“Pumpkin:
The Curious Story
of an American Icon”
By Cindy Ott:
University of Washington Press,
323 pages.
Want the scoop on pumpkins? Have I got the solution for you! Best of all, you won’t even need a spoon — just a few hours to sit back, relax, and read Cindy Ott’s “Pumpkin,” an intriguing history of everyone’s favorite orange orb.
If a pumpkin makes you think only of jack-o’-lanterns and Thanksgiving pie, you might be surprised to know just how important this vegetable — actually it’s a fruit, but most people call it a vegetable — has been to humankind.
Today’s pumpkin enthusiasts prize the squash for its easy-to-grow, easy-to-smash qualities, making it a favorite for both gardeners and pumpkin-chunkers. But history shows that it once existed as an unequivocal food staple for certain groups of people. The pumpkin, or macock, as it was called by early Native Americans, was held in high regard among tribes such as the Iroquois and Hurons. Maize, beans and macock (which also included what we now call squashes and gourds) formed a type of dietary and economic trinity for many Native Americans. And pumpkins not only provided reliable nutritional sustenance to pre-colonial tribes, their shells could be used as cooking and/or storage vessels. To say that the 17th century pumpkin, which probably looked quite different from the round, orange variety we’re accustomed to seeing today, held an esteemed position within Native American culture, is not an overstatement.
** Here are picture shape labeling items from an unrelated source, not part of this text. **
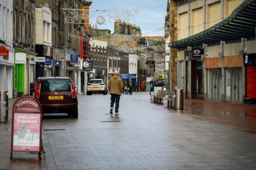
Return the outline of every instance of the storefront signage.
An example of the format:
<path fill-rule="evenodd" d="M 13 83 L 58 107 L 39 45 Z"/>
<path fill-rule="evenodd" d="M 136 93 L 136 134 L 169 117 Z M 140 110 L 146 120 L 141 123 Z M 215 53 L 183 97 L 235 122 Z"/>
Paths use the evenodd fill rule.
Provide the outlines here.
<path fill-rule="evenodd" d="M 15 64 L 25 64 L 26 53 L 15 53 Z"/>
<path fill-rule="evenodd" d="M 18 99 L 13 105 L 11 158 L 13 151 L 37 152 L 41 158 L 42 107 L 32 97 Z"/>
<path fill-rule="evenodd" d="M 37 57 L 36 61 L 37 63 L 45 63 L 45 57 Z"/>
<path fill-rule="evenodd" d="M 204 54 L 204 49 L 194 48 L 192 49 L 192 58 L 201 57 L 201 55 Z"/>
<path fill-rule="evenodd" d="M 0 56 L 9 57 L 9 50 L 3 46 L 0 46 Z"/>
<path fill-rule="evenodd" d="M 30 55 L 30 60 L 29 60 L 29 64 L 36 64 L 35 57 Z"/>
<path fill-rule="evenodd" d="M 86 61 L 83 64 L 83 71 L 92 71 L 92 61 Z"/>
<path fill-rule="evenodd" d="M 61 62 L 60 61 L 55 61 L 54 62 L 54 65 L 56 65 L 56 66 L 61 66 Z"/>
<path fill-rule="evenodd" d="M 244 55 L 244 65 L 256 65 L 256 53 Z"/>
<path fill-rule="evenodd" d="M 70 54 L 70 64 L 78 64 L 78 53 L 71 53 Z"/>
<path fill-rule="evenodd" d="M 154 60 L 147 60 L 146 62 L 146 64 L 155 64 L 155 61 Z"/>
<path fill-rule="evenodd" d="M 45 57 L 45 65 L 51 65 L 51 58 Z"/>

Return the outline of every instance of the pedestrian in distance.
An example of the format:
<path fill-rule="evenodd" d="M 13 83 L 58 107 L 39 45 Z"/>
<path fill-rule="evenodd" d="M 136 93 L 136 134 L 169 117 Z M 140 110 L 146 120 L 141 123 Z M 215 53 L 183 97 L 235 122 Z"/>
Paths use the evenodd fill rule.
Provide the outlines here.
<path fill-rule="evenodd" d="M 140 85 L 140 90 L 141 91 L 144 91 L 144 88 L 145 88 L 145 85 L 143 83 L 141 83 L 141 85 Z"/>
<path fill-rule="evenodd" d="M 127 86 L 127 85 L 124 85 L 124 90 L 125 90 L 125 94 L 127 95 L 128 94 L 128 87 Z"/>
<path fill-rule="evenodd" d="M 125 81 L 124 81 L 124 79 L 123 78 L 122 79 L 122 95 L 124 95 Z"/>
<path fill-rule="evenodd" d="M 150 95 L 151 91 L 153 91 L 153 83 L 150 83 Z"/>
<path fill-rule="evenodd" d="M 132 79 L 129 80 L 129 95 L 133 94 L 133 80 Z"/>
<path fill-rule="evenodd" d="M 114 104 L 116 103 L 115 113 L 116 115 L 119 114 L 118 108 L 120 96 L 122 95 L 123 89 L 123 82 L 119 78 L 119 74 L 117 71 L 115 71 L 114 75 L 110 78 L 108 81 L 107 88 L 111 95 L 111 102 L 110 103 L 110 113 L 113 114 Z"/>

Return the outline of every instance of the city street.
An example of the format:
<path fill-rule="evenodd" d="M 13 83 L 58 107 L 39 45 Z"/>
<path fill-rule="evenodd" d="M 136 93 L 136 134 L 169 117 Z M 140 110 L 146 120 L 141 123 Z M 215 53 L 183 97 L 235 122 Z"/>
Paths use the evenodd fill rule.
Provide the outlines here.
<path fill-rule="evenodd" d="M 185 100 L 175 111 L 134 93 L 116 116 L 109 95 L 78 101 L 78 119 L 44 117 L 49 170 L 256 168 L 255 106 Z"/>

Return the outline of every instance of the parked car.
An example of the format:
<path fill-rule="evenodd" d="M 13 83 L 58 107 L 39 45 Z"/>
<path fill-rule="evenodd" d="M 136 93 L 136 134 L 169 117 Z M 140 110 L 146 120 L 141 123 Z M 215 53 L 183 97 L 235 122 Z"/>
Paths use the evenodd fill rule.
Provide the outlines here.
<path fill-rule="evenodd" d="M 33 96 L 42 105 L 43 114 L 67 113 L 78 117 L 78 99 L 72 80 L 67 77 L 41 77 L 33 90 Z"/>
<path fill-rule="evenodd" d="M 39 81 L 39 80 L 41 79 L 41 78 L 42 78 L 42 77 L 39 77 L 36 80 L 35 83 L 33 84 L 32 83 L 31 83 L 31 84 L 32 84 L 32 87 L 31 87 L 31 88 L 30 88 L 30 90 L 29 90 L 31 96 L 34 96 L 34 91 L 35 91 L 35 88 L 37 85 L 37 84 L 38 83 L 38 82 Z M 33 89 L 34 90 L 33 90 Z"/>
<path fill-rule="evenodd" d="M 91 79 L 87 84 L 87 95 L 91 95 L 93 93 L 107 94 L 107 85 L 102 79 Z"/>

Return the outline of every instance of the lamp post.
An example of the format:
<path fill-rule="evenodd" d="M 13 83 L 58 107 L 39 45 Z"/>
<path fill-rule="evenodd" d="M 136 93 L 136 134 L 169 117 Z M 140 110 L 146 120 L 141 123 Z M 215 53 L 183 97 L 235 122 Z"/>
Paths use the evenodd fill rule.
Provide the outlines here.
<path fill-rule="evenodd" d="M 167 61 L 167 63 L 168 63 L 168 93 L 170 93 L 170 66 L 171 65 L 171 61 Z"/>

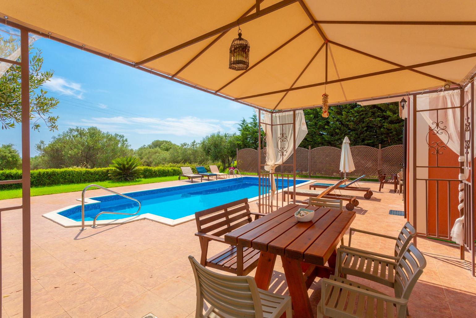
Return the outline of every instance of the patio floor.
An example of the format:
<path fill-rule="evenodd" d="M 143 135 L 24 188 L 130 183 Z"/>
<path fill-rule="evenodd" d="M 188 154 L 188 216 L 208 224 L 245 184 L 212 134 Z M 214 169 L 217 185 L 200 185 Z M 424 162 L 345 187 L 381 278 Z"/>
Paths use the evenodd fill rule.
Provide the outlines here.
<path fill-rule="evenodd" d="M 188 183 L 172 181 L 123 187 L 126 192 Z M 370 186 L 374 198 L 359 197 L 360 205 L 353 227 L 396 235 L 403 217 L 388 214 L 403 210 L 402 196 Z M 307 188 L 306 186 L 304 186 Z M 356 193 L 359 195 L 362 193 Z M 104 194 L 88 191 L 87 196 Z M 170 227 L 148 220 L 118 225 L 63 228 L 42 214 L 76 204 L 80 193 L 31 198 L 32 312 L 35 317 L 194 317 L 195 281 L 187 256 L 200 255 L 193 221 Z M 21 203 L 20 199 L 0 201 L 2 206 Z M 256 205 L 250 204 L 257 210 Z M 2 314 L 20 317 L 22 312 L 21 219 L 19 210 L 2 212 Z M 347 239 L 346 235 L 345 240 Z M 393 253 L 393 244 L 357 234 L 353 246 L 375 247 Z M 211 243 L 210 255 L 223 249 Z M 469 317 L 476 304 L 476 279 L 467 263 L 459 259 L 459 249 L 447 243 L 418 238 L 418 247 L 427 265 L 413 290 L 409 309 L 412 317 Z M 467 256 L 468 254 L 466 253 Z M 269 290 L 287 292 L 278 258 Z M 251 275 L 253 275 L 254 272 Z M 351 279 L 354 278 L 351 278 Z M 372 287 L 389 291 L 376 284 Z M 320 298 L 319 279 L 309 290 L 315 315 Z"/>

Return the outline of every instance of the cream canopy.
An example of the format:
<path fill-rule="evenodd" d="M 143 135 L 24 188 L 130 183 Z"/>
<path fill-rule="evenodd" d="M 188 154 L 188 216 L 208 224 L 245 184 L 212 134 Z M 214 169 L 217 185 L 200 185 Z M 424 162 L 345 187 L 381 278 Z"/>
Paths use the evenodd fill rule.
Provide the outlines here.
<path fill-rule="evenodd" d="M 1 23 L 268 109 L 318 106 L 325 89 L 332 104 L 464 85 L 476 65 L 473 0 L 21 0 L 0 10 Z M 251 47 L 241 72 L 228 68 L 238 23 Z"/>

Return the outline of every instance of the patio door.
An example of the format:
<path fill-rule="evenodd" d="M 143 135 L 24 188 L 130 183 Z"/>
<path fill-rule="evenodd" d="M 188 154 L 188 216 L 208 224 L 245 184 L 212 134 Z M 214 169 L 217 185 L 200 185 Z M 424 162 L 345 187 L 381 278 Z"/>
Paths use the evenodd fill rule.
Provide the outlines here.
<path fill-rule="evenodd" d="M 409 219 L 419 236 L 450 242 L 455 221 L 464 215 L 460 256 L 470 253 L 473 276 L 474 92 L 472 82 L 466 89 L 411 96 L 407 193 Z"/>
<path fill-rule="evenodd" d="M 475 156 L 476 155 L 474 148 L 474 123 L 476 119 L 475 107 L 475 84 L 474 77 L 471 79 L 471 84 L 466 87 L 462 97 L 463 102 L 462 113 L 462 149 L 463 155 L 461 158 L 462 174 L 460 179 L 464 185 L 463 203 L 465 215 L 465 245 L 470 253 L 471 270 L 473 276 L 475 276 L 475 241 L 476 233 L 475 228 L 475 189 L 474 169 Z M 462 251 L 462 258 L 464 257 Z"/>

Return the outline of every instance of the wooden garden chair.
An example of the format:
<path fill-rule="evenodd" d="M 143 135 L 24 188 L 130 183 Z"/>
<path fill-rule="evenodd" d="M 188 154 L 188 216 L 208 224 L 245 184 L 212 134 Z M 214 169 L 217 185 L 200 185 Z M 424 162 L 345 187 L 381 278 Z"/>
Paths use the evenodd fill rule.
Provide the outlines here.
<path fill-rule="evenodd" d="M 259 258 L 259 251 L 254 249 L 226 244 L 228 247 L 222 251 L 210 258 L 207 256 L 210 241 L 226 244 L 225 239 L 220 237 L 251 222 L 252 215 L 255 219 L 266 215 L 251 212 L 247 198 L 196 212 L 198 232 L 195 235 L 198 237 L 202 250 L 200 263 L 238 276 L 253 270 Z"/>
<path fill-rule="evenodd" d="M 372 235 L 373 236 L 377 236 L 377 237 L 381 237 L 395 241 L 395 247 L 394 250 L 394 255 L 392 256 L 380 254 L 379 253 L 376 253 L 364 250 L 360 250 L 359 249 L 356 249 L 355 247 L 352 247 L 351 245 L 351 243 L 352 240 L 352 233 L 354 232 L 362 233 L 369 235 Z M 359 230 L 358 229 L 350 228 L 349 229 L 348 245 L 347 246 L 342 246 L 342 247 L 347 249 L 353 250 L 361 253 L 371 254 L 378 257 L 389 258 L 397 260 L 401 257 L 402 255 L 403 254 L 403 252 L 407 249 L 407 247 L 410 244 L 412 240 L 413 239 L 413 238 L 416 235 L 416 230 L 411 224 L 410 224 L 409 222 L 407 222 L 403 225 L 403 227 L 402 227 L 402 229 L 400 231 L 400 233 L 398 233 L 398 235 L 396 237 L 394 236 L 390 236 L 390 235 L 386 235 L 385 234 L 380 234 L 380 233 L 369 232 L 368 231 L 364 231 L 363 230 Z"/>
<path fill-rule="evenodd" d="M 380 185 L 378 187 L 379 191 L 382 190 L 385 183 L 393 183 L 393 191 L 397 193 L 398 183 L 398 176 L 397 173 L 384 173 L 382 169 L 377 169 L 377 174 L 378 175 L 378 181 L 380 183 Z"/>
<path fill-rule="evenodd" d="M 348 252 L 344 249 L 337 249 L 337 264 L 346 261 L 348 255 Z M 364 273 L 373 272 L 376 268 L 368 264 L 370 262 L 375 264 L 377 261 L 383 261 L 377 260 L 376 258 L 369 259 L 367 266 L 359 269 L 357 276 L 363 277 Z M 325 315 L 349 318 L 405 318 L 408 314 L 407 305 L 410 295 L 426 265 L 426 260 L 421 252 L 413 243 L 408 245 L 400 260 L 392 263 L 395 268 L 395 275 L 392 283 L 387 285 L 393 288 L 394 297 L 389 296 L 363 284 L 340 277 L 343 273 L 338 271 L 337 265 L 335 276 L 322 279 L 322 296 L 317 305 L 317 317 Z M 378 273 L 375 273 L 376 275 L 373 278 L 377 277 Z"/>
<path fill-rule="evenodd" d="M 208 270 L 188 256 L 195 276 L 195 317 L 280 317 L 291 318 L 291 298 L 263 289 L 251 276 L 231 276 Z M 204 301 L 210 304 L 203 313 Z"/>

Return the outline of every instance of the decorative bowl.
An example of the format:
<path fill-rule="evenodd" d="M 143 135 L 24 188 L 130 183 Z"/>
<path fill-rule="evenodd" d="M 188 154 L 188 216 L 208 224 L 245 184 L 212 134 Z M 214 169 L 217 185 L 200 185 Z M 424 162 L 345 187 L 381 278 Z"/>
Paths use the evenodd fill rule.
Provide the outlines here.
<path fill-rule="evenodd" d="M 299 216 L 299 214 L 301 212 L 307 212 L 307 214 L 303 216 Z M 296 220 L 299 222 L 308 222 L 312 220 L 312 218 L 314 216 L 314 212 L 312 210 L 305 209 L 304 208 L 300 208 L 299 209 L 296 211 L 296 212 L 294 213 L 294 217 L 295 217 Z"/>

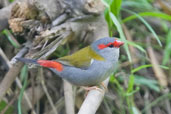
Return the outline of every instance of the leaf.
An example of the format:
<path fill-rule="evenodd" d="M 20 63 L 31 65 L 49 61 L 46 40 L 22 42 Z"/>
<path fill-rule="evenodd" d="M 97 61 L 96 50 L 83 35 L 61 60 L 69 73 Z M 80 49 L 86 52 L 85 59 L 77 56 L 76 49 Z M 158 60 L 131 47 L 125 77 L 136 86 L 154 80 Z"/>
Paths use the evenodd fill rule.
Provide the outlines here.
<path fill-rule="evenodd" d="M 153 34 L 153 36 L 156 38 L 159 45 L 162 47 L 162 43 L 160 42 L 160 39 L 157 36 L 157 34 L 155 33 L 155 31 L 153 30 L 153 28 L 140 15 L 138 15 L 137 13 L 132 12 L 130 10 L 127 10 L 127 9 L 123 9 L 123 10 L 126 12 L 129 12 L 131 14 L 134 14 L 138 19 L 140 19 L 144 23 L 144 25 L 149 29 L 149 31 Z"/>
<path fill-rule="evenodd" d="M 161 13 L 161 12 L 142 12 L 142 13 L 138 13 L 138 15 L 143 16 L 143 17 L 145 17 L 145 16 L 158 17 L 161 19 L 165 19 L 167 21 L 171 21 L 170 15 L 167 15 L 167 14 Z M 135 14 L 133 14 L 129 17 L 126 17 L 122 21 L 125 23 L 127 21 L 131 21 L 131 20 L 136 19 L 136 18 L 137 18 L 137 16 Z"/>
<path fill-rule="evenodd" d="M 119 21 L 117 20 L 117 18 L 115 17 L 115 15 L 113 15 L 113 13 L 111 13 L 111 12 L 110 12 L 109 14 L 110 14 L 110 17 L 111 17 L 113 23 L 115 24 L 115 26 L 116 26 L 118 32 L 119 32 L 119 35 L 120 35 L 121 39 L 125 42 L 124 48 L 125 48 L 126 53 L 127 53 L 127 55 L 128 55 L 128 60 L 129 60 L 129 61 L 132 61 L 132 60 L 131 60 L 131 55 L 130 55 L 130 52 L 129 52 L 129 49 L 128 49 L 128 44 L 127 44 L 127 42 L 126 42 L 125 35 L 124 35 L 123 31 L 122 31 L 122 27 L 121 27 Z"/>

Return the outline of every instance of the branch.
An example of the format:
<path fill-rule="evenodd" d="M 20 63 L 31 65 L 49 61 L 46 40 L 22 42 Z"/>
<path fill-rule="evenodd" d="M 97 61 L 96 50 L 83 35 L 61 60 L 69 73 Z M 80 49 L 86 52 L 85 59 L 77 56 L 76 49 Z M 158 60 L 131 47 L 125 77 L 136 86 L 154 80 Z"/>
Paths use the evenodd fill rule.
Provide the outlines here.
<path fill-rule="evenodd" d="M 16 56 L 18 57 L 20 55 L 21 57 L 24 54 L 26 54 L 27 51 L 28 51 L 28 47 L 24 47 L 22 50 L 20 50 L 20 52 Z M 12 61 L 14 60 L 14 58 L 12 59 Z M 20 70 L 23 67 L 23 65 L 24 64 L 21 62 L 14 64 L 5 75 L 4 79 L 0 83 L 0 101 L 2 97 L 5 95 L 6 91 L 10 88 L 11 84 L 14 82 L 15 78 L 20 73 Z"/>
<path fill-rule="evenodd" d="M 104 81 L 106 87 L 108 82 L 109 78 Z M 84 100 L 78 114 L 95 114 L 103 100 L 104 94 L 105 90 L 103 90 L 103 92 L 100 92 L 99 90 L 91 90 Z"/>

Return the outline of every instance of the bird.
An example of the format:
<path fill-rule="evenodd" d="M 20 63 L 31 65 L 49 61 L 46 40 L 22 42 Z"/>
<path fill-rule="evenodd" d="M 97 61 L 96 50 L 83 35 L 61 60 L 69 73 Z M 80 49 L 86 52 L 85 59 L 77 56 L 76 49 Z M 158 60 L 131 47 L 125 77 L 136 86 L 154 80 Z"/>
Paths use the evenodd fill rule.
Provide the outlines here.
<path fill-rule="evenodd" d="M 56 60 L 16 58 L 24 63 L 47 67 L 73 85 L 91 87 L 101 84 L 116 68 L 123 41 L 104 37 L 79 51 Z"/>

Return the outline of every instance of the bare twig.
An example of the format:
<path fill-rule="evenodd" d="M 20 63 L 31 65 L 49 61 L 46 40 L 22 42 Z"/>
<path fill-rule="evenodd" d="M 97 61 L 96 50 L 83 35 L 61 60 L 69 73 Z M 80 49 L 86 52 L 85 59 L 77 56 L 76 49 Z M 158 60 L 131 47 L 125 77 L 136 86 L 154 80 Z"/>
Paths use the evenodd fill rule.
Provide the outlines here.
<path fill-rule="evenodd" d="M 11 8 L 18 1 L 21 1 L 21 0 L 15 0 L 9 6 L 4 7 L 3 9 L 0 10 L 0 31 L 2 31 L 3 29 L 7 28 L 7 26 L 8 26 L 8 19 L 9 19 L 10 15 L 11 15 Z"/>
<path fill-rule="evenodd" d="M 21 85 L 21 81 L 19 80 L 18 77 L 16 78 L 16 82 L 17 82 L 17 85 L 19 86 L 19 88 L 21 89 L 21 88 L 22 88 L 22 85 Z M 28 103 L 28 106 L 29 106 L 31 109 L 33 109 L 33 105 L 32 105 L 32 103 L 31 103 L 31 101 L 30 101 L 30 99 L 29 99 L 29 97 L 28 97 L 28 95 L 27 95 L 26 92 L 24 92 L 24 98 L 26 99 L 26 101 L 27 101 L 27 103 Z M 33 114 L 36 114 L 36 112 L 35 112 L 34 110 L 33 110 L 32 112 L 33 112 Z"/>
<path fill-rule="evenodd" d="M 109 78 L 104 81 L 106 87 L 108 82 Z M 78 114 L 95 114 L 103 100 L 104 94 L 105 90 L 103 90 L 103 92 L 98 90 L 91 90 L 84 100 Z"/>
<path fill-rule="evenodd" d="M 16 56 L 20 55 L 20 57 L 21 57 L 24 54 L 26 54 L 27 51 L 28 51 L 28 48 L 24 47 Z M 12 61 L 13 61 L 13 59 L 12 59 Z M 10 88 L 11 84 L 14 82 L 15 78 L 19 74 L 20 69 L 22 67 L 23 67 L 23 63 L 21 63 L 21 62 L 20 63 L 16 63 L 15 65 L 13 65 L 10 68 L 10 70 L 5 75 L 4 79 L 0 83 L 0 101 L 1 101 L 2 97 L 5 95 L 6 91 Z"/>
<path fill-rule="evenodd" d="M 66 80 L 63 80 L 63 81 L 64 81 L 66 114 L 75 114 L 72 85 Z"/>

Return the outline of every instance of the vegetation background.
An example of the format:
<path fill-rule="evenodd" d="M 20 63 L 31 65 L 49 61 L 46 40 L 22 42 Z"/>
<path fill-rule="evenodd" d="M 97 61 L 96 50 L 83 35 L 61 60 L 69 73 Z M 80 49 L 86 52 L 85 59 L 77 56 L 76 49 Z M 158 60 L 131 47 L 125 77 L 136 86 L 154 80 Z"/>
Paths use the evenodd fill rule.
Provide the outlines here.
<path fill-rule="evenodd" d="M 85 0 L 90 8 L 79 0 L 71 1 L 65 0 L 70 8 L 65 4 L 61 8 L 67 10 L 58 8 L 61 12 L 58 10 L 59 14 L 55 16 L 47 10 L 51 10 L 50 7 L 41 9 L 40 3 L 37 6 L 26 1 L 18 4 L 13 0 L 0 1 L 0 112 L 72 114 L 65 111 L 67 102 L 64 101 L 65 82 L 62 83 L 62 79 L 53 76 L 48 69 L 28 69 L 21 63 L 12 67 L 16 62 L 12 58 L 22 50 L 21 56 L 26 54 L 25 57 L 35 59 L 54 59 L 70 54 L 95 39 L 89 36 L 83 43 L 65 38 L 80 36 L 76 31 L 86 31 L 85 37 L 94 30 L 88 27 L 91 24 L 100 27 L 94 31 L 101 35 L 105 30 L 103 25 L 96 23 L 96 18 L 102 15 L 108 35 L 120 38 L 125 44 L 118 68 L 110 77 L 108 91 L 96 114 L 171 114 L 171 1 Z M 77 27 L 80 23 L 84 23 L 80 25 L 82 28 L 79 26 L 81 29 Z M 55 39 L 64 40 L 61 43 Z M 5 79 L 9 74 L 18 78 Z M 78 112 L 85 91 L 75 86 L 71 91 L 69 96 L 73 94 L 73 97 L 69 102 L 75 109 L 73 112 Z"/>

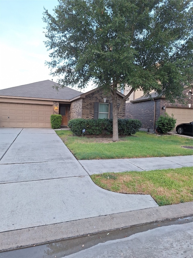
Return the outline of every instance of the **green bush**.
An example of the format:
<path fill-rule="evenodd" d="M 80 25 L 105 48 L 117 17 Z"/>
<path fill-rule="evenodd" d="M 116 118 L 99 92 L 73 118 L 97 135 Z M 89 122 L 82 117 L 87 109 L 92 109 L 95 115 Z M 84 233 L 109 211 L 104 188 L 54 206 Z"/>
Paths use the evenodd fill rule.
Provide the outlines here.
<path fill-rule="evenodd" d="M 52 129 L 60 128 L 62 119 L 61 115 L 51 115 L 50 116 L 50 122 L 52 128 Z"/>
<path fill-rule="evenodd" d="M 69 121 L 68 126 L 76 135 L 81 135 L 82 130 L 86 129 L 87 134 L 101 134 L 106 128 L 107 119 L 84 119 L 75 118 Z"/>
<path fill-rule="evenodd" d="M 112 134 L 112 119 L 108 119 L 106 129 L 108 133 Z M 118 119 L 118 131 L 119 135 L 131 135 L 138 132 L 142 126 L 138 119 L 126 118 Z"/>
<path fill-rule="evenodd" d="M 134 134 L 141 127 L 141 123 L 137 119 L 119 119 L 119 134 L 122 135 Z M 85 129 L 87 134 L 99 135 L 103 133 L 104 130 L 107 130 L 107 133 L 112 134 L 112 119 L 72 119 L 68 126 L 73 133 L 81 135 L 83 129 Z"/>
<path fill-rule="evenodd" d="M 173 114 L 172 116 L 170 116 L 166 113 L 165 115 L 161 115 L 156 123 L 158 131 L 160 130 L 160 132 L 162 131 L 163 133 L 170 132 L 175 127 L 176 120 Z"/>

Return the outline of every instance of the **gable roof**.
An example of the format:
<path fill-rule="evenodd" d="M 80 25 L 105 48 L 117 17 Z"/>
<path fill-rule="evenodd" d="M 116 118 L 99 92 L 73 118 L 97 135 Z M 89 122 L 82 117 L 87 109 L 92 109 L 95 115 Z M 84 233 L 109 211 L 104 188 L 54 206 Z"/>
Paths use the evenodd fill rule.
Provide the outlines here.
<path fill-rule="evenodd" d="M 70 100 L 82 94 L 78 90 L 65 87 L 56 90 L 53 86 L 61 86 L 46 80 L 0 90 L 0 95 L 55 100 Z"/>

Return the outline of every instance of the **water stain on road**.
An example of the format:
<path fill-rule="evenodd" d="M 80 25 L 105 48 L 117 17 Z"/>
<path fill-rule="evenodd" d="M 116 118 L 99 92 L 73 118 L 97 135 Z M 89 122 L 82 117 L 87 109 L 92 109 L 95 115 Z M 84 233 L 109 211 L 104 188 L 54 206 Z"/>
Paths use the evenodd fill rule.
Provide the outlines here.
<path fill-rule="evenodd" d="M 1 258 L 60 258 L 89 248 L 100 243 L 125 238 L 134 234 L 159 227 L 192 222 L 192 217 L 184 217 L 138 226 L 119 228 L 46 244 L 0 253 Z"/>

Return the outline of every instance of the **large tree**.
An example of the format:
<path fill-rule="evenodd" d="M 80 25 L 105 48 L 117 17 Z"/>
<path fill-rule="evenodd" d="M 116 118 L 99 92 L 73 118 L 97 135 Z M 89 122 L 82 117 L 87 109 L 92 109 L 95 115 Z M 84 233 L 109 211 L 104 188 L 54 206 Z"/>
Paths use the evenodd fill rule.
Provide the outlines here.
<path fill-rule="evenodd" d="M 119 111 L 138 89 L 169 100 L 182 97 L 191 79 L 192 3 L 183 0 L 59 0 L 45 9 L 45 43 L 51 74 L 63 85 L 90 80 L 109 93 L 112 140 L 119 140 Z M 117 90 L 131 90 L 117 104 Z"/>

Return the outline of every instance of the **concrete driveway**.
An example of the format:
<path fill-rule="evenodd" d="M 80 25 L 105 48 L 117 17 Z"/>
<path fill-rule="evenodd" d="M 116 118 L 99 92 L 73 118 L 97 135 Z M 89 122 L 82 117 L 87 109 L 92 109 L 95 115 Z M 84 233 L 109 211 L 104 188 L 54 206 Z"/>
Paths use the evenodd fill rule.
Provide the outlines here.
<path fill-rule="evenodd" d="M 0 136 L 0 232 L 158 206 L 149 195 L 97 186 L 52 129 Z"/>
Alas, the history of the pumpkin reveals that such prominence did not carry over to the Pilgrims, and certainly not to the Pilgrims’ homeland. While the Pilgrims recognized that being able to rely on a stable crop such as the pumpkin was the best way to stave off starvation, they did not celebrate this “new” plant. They included it in their diet by observing how their Native American neighbors cooked with it, but it wasn’t embraced as heartily as other New World flora.